Example 7.17

EXAMPLE 7.17 Planning a New Smart Shopping Cart Study

smrtcrt

As part of Example 7.10 (pages 381–382), we calculated a 95% confidence interval for the mean difference in spending when shopping with and without real-time feedback. The 95% margin of error was roughly $2.70. Suppose that a new study is being planned and the desired margin of error is $1.50. How many shoppers per group do we need?

The sample standard deviations in Example 7.10 were $6.59 and $6.85. To be a bit conservative, we’ll guess that the two population standard deviations are both $7.00. To compute an initial $n$ , we replace $t^{*}$ with $z^{*}$ . This results in

$n = {(\frac{\sqrt{2} z^{*} s^{*}}{m})}^{2} = {[\frac{\sqrt{2} (1.96) (7)}{1.5}]}^{2} = 167.3$

We round up to get $n = 168$ . The following table summarizes the margin of error for this and some larger values of $n$ .

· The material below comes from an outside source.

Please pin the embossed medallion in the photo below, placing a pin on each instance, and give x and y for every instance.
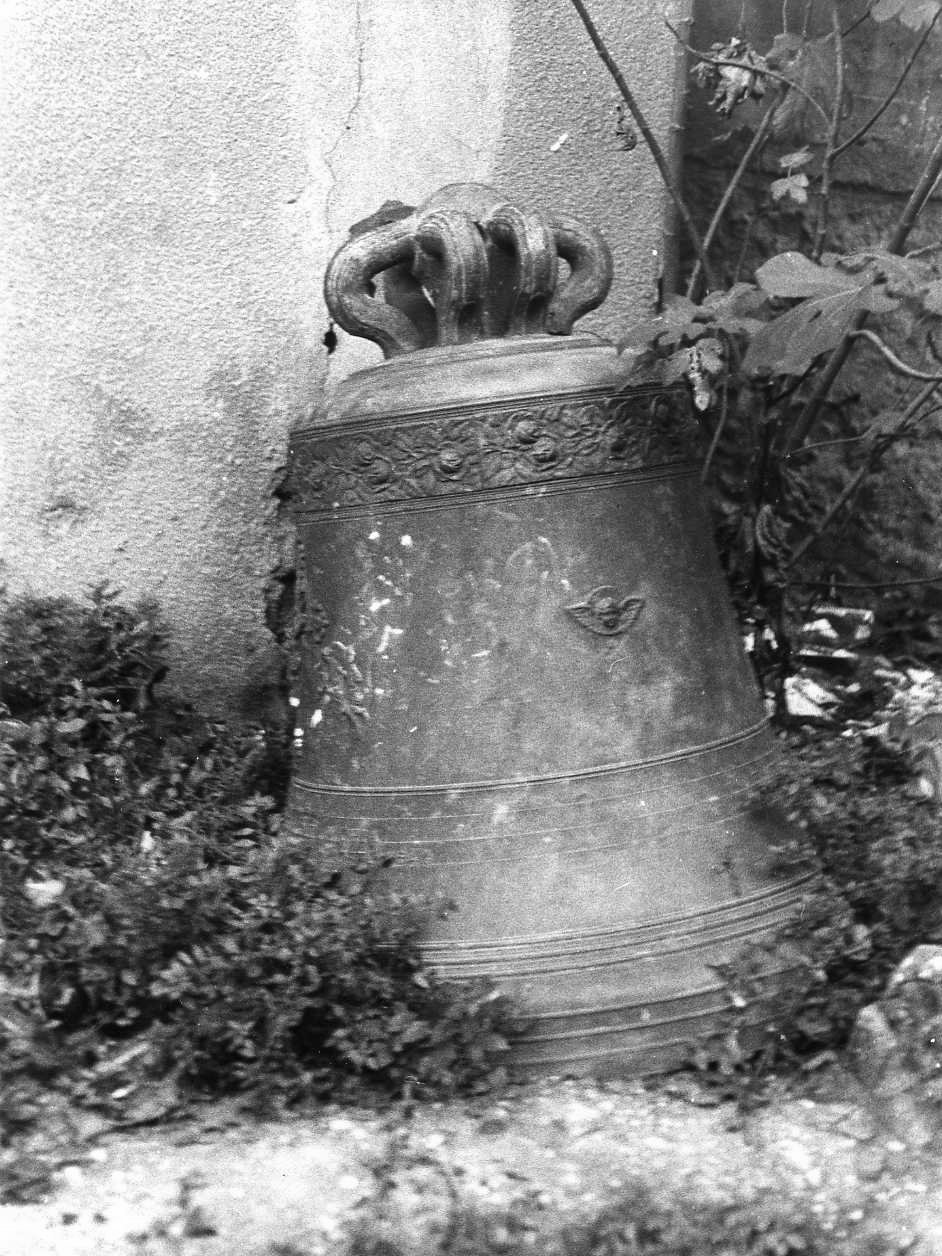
(606, 612)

$n$	$t * s * \sqrt{2 / n}$
168	1.502
169	1.498
170	1.493

The requirement is first satisfied when $n = 169$ . In SAS, we’d perform these calculations using the command

proc power;

twosamplemeans CI=diff stddev=7 halfwidth=1.5

probwidth=0.50 npergroup=.;

run;

Page 402

This sample size is almost 3.5 times the sample size used in Example 7.10. The researcher may not be able to recruit this large a sample. If so, we should consider a larger desired margin of error.